Dalam laporan yang disampaikan, realisasi pendapatan daerah beserta penerimaan pembiayaan Kabupaten Gowa mencapai Rp2,357 triliun atau 101,05 persen dari target sebesar Rp2,333 triliun.

Capaian tersebut berasal dari Pendapatan Asli Daerah (PAD) sebesar Rp423,77 miliar atau 95,63 persen dari target, pendapatan transfer sebesar Rp1,760 triliun atau 101,93 persen, lain-lain pendapatan daerah yang sah sebesar Rp53,76 miliar atau 124,52 persen, serta penerimaan pembiayaan yang terealisasi 100 persen senilai Rp119,96 miliar.

Sementara itu, realisasi belanja daerah yang meliputi belanja operasi, belanja modal, belanja tidak terduga, belanja transfer, dan pengeluaran pembiayaan mencapai Rp2,127 triliun atau 91,18 persen dari total anggaran sebesar Rp2,333 triliun.

Secara rinci, realisasi belanja operasi, belanja modal, dan belanja tidak terduga mencapai Rp1,822 triliun atau 90,44 persen. Adapun belanja transfer terealisasi sebesar Rp255,74 miliar atau 97,28 persen, sedangkan pengeluaran pembiayaan mencapai Rp49,10 miliar atau 89,28 persen.

Dari hasil pelaksanaan APBD tersebut, Pemerintah Kabupaten Gowa mencatat Sisa Lebih Perhitungan Anggaran (SiLPA) Tahun Anggaran 2025 sebesar Rp230,22 miliar. SiLPA tersebut antara lain berasal dari sisa dana Jaminan Kesehatan Nasional (JKN), Dana Alokasi Khusus (DAK) fisik dan nonfisik, serta sisa anggaran untuk pembayaran sejumlah program dan kegiatan yang belum terselesaikan pada tahun anggaran 2025.

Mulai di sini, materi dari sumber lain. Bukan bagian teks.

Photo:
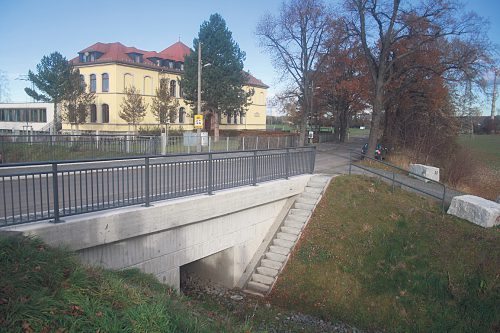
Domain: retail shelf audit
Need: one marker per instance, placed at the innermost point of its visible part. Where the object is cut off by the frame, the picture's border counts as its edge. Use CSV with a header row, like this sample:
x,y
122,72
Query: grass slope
x,y
391,261
47,290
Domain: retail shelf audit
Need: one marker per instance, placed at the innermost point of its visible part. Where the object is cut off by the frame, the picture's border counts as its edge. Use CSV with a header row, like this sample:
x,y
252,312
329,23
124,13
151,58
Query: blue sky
x,y
30,29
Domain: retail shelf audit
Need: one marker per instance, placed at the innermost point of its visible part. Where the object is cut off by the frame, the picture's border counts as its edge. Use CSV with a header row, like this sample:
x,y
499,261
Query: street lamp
x,y
198,109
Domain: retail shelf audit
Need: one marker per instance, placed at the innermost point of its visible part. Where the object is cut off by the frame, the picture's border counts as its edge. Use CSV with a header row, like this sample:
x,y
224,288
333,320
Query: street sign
x,y
198,121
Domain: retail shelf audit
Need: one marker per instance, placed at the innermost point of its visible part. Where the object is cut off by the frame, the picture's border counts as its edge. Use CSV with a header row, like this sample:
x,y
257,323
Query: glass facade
x,y
27,115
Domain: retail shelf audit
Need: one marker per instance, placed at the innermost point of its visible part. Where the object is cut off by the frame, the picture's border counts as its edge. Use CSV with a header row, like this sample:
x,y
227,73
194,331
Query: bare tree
x,y
381,24
133,108
295,39
4,87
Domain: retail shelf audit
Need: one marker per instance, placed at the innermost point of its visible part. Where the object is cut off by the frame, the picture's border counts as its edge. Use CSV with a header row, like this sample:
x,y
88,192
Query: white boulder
x,y
477,210
425,171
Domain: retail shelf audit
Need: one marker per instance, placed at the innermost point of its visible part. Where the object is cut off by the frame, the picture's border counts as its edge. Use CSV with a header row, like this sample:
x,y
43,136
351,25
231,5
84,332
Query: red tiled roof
x,y
176,51
119,52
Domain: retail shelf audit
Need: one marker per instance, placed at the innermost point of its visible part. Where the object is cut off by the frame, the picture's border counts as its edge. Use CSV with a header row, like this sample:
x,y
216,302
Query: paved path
x,y
333,158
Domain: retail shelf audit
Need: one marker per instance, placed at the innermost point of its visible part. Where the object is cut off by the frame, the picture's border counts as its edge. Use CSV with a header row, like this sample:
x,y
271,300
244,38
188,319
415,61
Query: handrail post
x,y
287,163
350,161
254,166
210,174
146,176
444,197
313,159
55,192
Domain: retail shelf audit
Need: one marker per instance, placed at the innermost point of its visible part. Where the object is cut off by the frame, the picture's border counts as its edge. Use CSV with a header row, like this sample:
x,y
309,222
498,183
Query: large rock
x,y
477,210
425,171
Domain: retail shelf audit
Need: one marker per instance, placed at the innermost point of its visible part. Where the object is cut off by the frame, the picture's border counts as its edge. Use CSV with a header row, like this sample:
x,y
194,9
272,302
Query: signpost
x,y
198,121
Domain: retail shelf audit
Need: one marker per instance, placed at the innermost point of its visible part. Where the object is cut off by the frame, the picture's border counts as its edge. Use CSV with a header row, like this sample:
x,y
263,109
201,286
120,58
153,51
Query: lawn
x,y
43,289
391,261
485,147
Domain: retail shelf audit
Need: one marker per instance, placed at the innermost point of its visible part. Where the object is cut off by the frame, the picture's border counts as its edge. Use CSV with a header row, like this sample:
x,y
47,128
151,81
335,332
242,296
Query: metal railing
x,y
391,176
31,148
40,191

Mengakhiri penyampaiannya, Darmawangsyah berharap pembahasan Ranperda Pertanggungjawaban APBD 2025 dapat berlangsung sesuai mekanisme yang berlaku sehingga menghasilkan keputusan terbaik bagi pembangunan daerah.

“Kami berharap proses pembahasan Ranperda ini dapat berjalan dengan lancar, objektif, dan penuh tanggung jawab sehingga dapat menghasilkan keputusan terbaik bagi pembangunan dan pengelolaan keuangan Kabupaten Gowa,” katanya. (*)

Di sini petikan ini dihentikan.